Nutanix has teamed up with Hewlett Packard Enterprise to make its hyperconverged software available as a managed private cloud service and on HPE-branded appliances.
Analysts say the partnership, announced today, benefits both companies in their effort to broaden their appeal to enterprise customers that want to take advantage of hyperconverged infrastructure, which integrates servers, storage and virtualization into small form-factor appliances and is considered more cost-effective and easier to deploy and manage than traditional approaches.
Nutanix, which still sells its own HCI appliances but now focuses on selling its software for managing HCI environments, is making its Enterprise Cloud OS software available to enterprises as a pay-as-you-go private cloud service through HPE GreenLake.
The managed private cloud service will allow enterprises to take advantage of a hyperconverged environment in-house without having to manage the infrastructure themselves. More specifically, HPE GreenLake will install and manage the private cloud infrastructure using HPE hardware and Nutanix software on customers’ data centers or colocation facilities.
The two companies also announced that HPE and Nutanix are jointly developing HPE-branded appliances that integrate with Nutanix’s software.

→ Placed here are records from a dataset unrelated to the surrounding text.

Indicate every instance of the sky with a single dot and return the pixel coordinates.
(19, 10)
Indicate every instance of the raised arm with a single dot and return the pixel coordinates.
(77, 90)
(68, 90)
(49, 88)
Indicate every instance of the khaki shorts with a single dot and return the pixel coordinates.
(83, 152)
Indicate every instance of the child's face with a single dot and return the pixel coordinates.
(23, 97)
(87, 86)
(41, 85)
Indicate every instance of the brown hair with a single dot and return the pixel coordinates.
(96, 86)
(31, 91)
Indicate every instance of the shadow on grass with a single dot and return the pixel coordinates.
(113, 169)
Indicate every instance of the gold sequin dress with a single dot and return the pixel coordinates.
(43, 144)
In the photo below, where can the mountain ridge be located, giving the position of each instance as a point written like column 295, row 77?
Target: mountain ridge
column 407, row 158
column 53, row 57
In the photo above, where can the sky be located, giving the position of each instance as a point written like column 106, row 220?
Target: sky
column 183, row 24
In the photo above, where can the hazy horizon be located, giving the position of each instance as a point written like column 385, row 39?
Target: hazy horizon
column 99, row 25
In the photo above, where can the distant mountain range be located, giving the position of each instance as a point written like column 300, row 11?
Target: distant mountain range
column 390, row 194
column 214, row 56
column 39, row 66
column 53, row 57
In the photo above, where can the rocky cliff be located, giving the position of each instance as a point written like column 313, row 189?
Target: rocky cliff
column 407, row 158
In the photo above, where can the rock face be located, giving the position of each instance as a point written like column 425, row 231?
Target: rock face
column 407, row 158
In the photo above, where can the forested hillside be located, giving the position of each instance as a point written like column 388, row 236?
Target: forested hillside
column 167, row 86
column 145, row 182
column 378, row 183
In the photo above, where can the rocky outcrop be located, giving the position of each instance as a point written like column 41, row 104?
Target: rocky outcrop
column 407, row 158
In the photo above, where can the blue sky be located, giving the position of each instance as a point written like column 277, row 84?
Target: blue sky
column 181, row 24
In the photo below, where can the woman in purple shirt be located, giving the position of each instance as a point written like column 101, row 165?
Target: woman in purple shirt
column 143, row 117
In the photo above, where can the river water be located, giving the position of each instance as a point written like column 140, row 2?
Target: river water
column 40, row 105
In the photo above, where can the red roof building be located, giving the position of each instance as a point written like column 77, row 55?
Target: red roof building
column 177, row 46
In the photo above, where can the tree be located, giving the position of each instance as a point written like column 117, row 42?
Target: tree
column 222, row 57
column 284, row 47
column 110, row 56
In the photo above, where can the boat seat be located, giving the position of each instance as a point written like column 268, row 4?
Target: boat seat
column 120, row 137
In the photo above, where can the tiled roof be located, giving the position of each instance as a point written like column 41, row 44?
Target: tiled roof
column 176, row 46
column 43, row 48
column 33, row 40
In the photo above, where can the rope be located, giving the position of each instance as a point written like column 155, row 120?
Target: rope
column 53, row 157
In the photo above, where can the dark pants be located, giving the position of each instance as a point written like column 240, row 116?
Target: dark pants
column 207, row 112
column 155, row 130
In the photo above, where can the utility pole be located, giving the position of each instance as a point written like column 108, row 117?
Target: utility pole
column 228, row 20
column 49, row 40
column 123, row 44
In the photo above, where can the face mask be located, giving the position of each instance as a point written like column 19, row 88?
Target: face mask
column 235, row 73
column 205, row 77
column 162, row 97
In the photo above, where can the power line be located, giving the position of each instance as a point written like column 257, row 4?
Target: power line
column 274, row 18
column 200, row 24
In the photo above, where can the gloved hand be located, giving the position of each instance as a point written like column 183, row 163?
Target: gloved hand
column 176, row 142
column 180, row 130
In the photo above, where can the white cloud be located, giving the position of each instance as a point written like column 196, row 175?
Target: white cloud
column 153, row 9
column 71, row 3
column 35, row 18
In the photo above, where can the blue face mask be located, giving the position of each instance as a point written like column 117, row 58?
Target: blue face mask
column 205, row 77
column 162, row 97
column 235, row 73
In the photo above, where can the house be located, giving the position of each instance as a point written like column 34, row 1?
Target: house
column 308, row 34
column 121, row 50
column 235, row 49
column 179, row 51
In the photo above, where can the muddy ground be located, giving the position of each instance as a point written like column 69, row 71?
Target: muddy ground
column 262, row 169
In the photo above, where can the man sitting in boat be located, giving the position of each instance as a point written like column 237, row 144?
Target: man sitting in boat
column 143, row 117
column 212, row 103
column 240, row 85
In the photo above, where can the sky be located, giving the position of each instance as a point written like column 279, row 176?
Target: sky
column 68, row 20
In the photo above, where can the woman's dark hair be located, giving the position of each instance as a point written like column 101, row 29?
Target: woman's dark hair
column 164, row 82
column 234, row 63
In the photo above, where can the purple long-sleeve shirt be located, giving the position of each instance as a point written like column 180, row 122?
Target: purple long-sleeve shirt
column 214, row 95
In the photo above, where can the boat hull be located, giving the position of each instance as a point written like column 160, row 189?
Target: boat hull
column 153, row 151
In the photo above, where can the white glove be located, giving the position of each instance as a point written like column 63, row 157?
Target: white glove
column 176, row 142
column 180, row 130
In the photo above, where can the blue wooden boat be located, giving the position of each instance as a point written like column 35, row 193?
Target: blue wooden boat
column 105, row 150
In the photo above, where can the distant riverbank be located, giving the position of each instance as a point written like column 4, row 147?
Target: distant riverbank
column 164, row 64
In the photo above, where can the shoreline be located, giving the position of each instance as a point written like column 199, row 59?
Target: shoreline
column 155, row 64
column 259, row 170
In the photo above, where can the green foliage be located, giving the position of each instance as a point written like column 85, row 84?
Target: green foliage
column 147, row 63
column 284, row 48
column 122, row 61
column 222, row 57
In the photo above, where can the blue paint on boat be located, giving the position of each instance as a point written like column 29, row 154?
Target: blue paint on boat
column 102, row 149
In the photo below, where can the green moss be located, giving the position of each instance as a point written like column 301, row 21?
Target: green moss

“As our joint customers have been successful running our software on HPE servers, both companies realized that there was increasing demand for integration between HPE hardware and our software, so now we are bringing to market two different solutions to meet those demands,” Greg Smith, Nutanix’s VP of product marketing, told Data Center Knowledge.
Nutanix executives said the move expands the market for its Nutanix Enterprise Cloud OS software, which allows enterprises to run their applications and build infrastructure services in their own private clouds. It includes free virtualization software, software-defined networking and database management, and allows enterprises to manage their compute, storage, virtualization, and networking through a single pane of glass.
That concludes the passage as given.